みなが校舎で幽霊をみて、タカシは優勝をしたというのに、妙な目で部活仲間からジロジロみられるようになった。
「あいつがヒサシを殺したんだ」
「ヒサシと競い合って、その競争が怖くなって殺したんだ」
「あいつは、人殺した、そこまでして順位が大事だったのか」
いわれのないことをいわれる。それまでヒサシの事は、すでに高校に入る前に亡くなっていた幽霊だとちゃんと認識していたのに、段々同世代の友人だったような気がする。それだけではない。ヒサシの幻覚がみえ、彼をにらみつける事が多くなっていき、段々憂鬱になり学校を休みがちになる。
「もう学費を払ってやらんぞ!!中退にさせるぞ!」
親は激怒していたが、母親は優しく様子をみていて、そしてある日こっそり友人から聞いたというハミラの事務所へいくように息子に進めたのだった。
そして、今タカシはハミラの事務所を訪ねたのだった。
「それで?大会にでたいんだね?2週間後の」
「ええ、そうです」
「まあ、心配はないよ」
「え?」
「その頃にはきっと皆すっかりわすれている」
ハミラは平然としていった。
「お代は?」
「ああ、ヒサシからもらっているからね」
「そうなんですか?」
「ああ」
彼が出ていくと、しばらくして物陰からヒサシが現れた。
「それで、話す気になったかい?」
「……」
「まあ、そうしてうじうじしているといいさ、どの道君に金は払えないんだからね」
冷たく言い放つと、鼻歌を歌いながらハミラは事務所をあとにした。
学校では相変わらず、ヒサシを殺した男として噂になっていたが、だがタカシは心が軽やかだった。なぜなのかわからない。もしかしたら、当のヒサシ本人が、自分を思っていてくれたからかもしれないし、そうだ。今日登校中校門にハミラに似た男がいたな、帽子をかぶって手を振っていたがあれはどういうつもりだったんだろう。
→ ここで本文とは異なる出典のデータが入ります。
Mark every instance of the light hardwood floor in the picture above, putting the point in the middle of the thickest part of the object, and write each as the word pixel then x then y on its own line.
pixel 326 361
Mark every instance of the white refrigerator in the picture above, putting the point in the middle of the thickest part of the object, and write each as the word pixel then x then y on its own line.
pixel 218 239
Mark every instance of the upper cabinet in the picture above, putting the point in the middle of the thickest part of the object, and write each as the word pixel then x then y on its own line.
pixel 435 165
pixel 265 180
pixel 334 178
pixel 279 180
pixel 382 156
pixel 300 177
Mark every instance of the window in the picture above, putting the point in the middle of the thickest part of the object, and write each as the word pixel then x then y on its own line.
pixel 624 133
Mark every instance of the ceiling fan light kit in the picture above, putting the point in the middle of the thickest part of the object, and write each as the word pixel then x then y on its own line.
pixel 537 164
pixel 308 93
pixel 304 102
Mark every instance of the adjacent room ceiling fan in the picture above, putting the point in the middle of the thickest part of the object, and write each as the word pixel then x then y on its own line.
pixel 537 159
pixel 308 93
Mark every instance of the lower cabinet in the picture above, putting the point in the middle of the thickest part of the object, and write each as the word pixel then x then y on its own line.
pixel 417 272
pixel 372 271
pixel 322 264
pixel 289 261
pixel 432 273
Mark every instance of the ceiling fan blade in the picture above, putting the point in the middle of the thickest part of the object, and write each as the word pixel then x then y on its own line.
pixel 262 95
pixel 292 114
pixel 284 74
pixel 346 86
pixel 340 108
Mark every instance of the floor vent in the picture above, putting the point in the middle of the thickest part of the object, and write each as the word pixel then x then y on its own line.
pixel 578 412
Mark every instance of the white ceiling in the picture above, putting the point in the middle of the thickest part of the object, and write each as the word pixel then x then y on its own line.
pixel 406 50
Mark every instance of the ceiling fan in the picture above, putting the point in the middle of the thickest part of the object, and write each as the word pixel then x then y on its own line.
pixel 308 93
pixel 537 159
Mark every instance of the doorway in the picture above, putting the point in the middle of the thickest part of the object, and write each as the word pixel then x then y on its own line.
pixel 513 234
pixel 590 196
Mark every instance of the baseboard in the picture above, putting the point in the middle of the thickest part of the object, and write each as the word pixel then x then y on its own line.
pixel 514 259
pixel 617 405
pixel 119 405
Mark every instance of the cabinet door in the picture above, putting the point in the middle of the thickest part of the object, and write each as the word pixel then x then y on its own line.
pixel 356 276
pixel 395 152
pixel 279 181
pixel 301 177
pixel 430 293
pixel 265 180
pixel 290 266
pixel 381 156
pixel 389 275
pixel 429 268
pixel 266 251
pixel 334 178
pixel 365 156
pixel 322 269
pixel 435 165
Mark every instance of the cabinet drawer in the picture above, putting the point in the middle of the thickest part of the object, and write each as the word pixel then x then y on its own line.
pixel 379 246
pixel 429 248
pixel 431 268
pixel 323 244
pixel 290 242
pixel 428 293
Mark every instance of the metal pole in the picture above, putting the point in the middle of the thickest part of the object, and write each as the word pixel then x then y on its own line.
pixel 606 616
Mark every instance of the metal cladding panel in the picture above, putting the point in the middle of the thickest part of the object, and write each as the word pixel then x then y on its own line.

部活をおえ、下校すると、校門のところにヒサシがたっていた。久しぶりの姿に感激し、ちかづこうとすると、一定距離をたもったまま、そのままあとずさりをしていく。
「今日は、話さなきゃいけないことがあるんだ」
「え?」
「俺が死んだ理由について」
「……」
それからヒサシは、親友Aとの話を話してくれた。すこしやんちゃだったAとは家が親友で仲が良かった。部活も同じで常に競い合っていて、小学校のころはサッカー部、中学から陸上だった。高校になってからだ。親友との競争が激しくなっていったのは。やんちゃをしていたとはいえ成績もヒサシと競い合っていたAは、なかなか勝てなくて悩んでいた。ヒサシの方も親からあんな子に負けるなというしめつけや将来への期待に悩まされていた。
勉強も、部活も、それ以外の時間が一切とれないほどに追いつめられていったヒサシはついにノイローゼ気味になり、奇妙な事をしはじめた。呪いにたよったのだ。藁人形やら呪いの札やら、なんやら。もちろん本気でつかったことはなかったが……。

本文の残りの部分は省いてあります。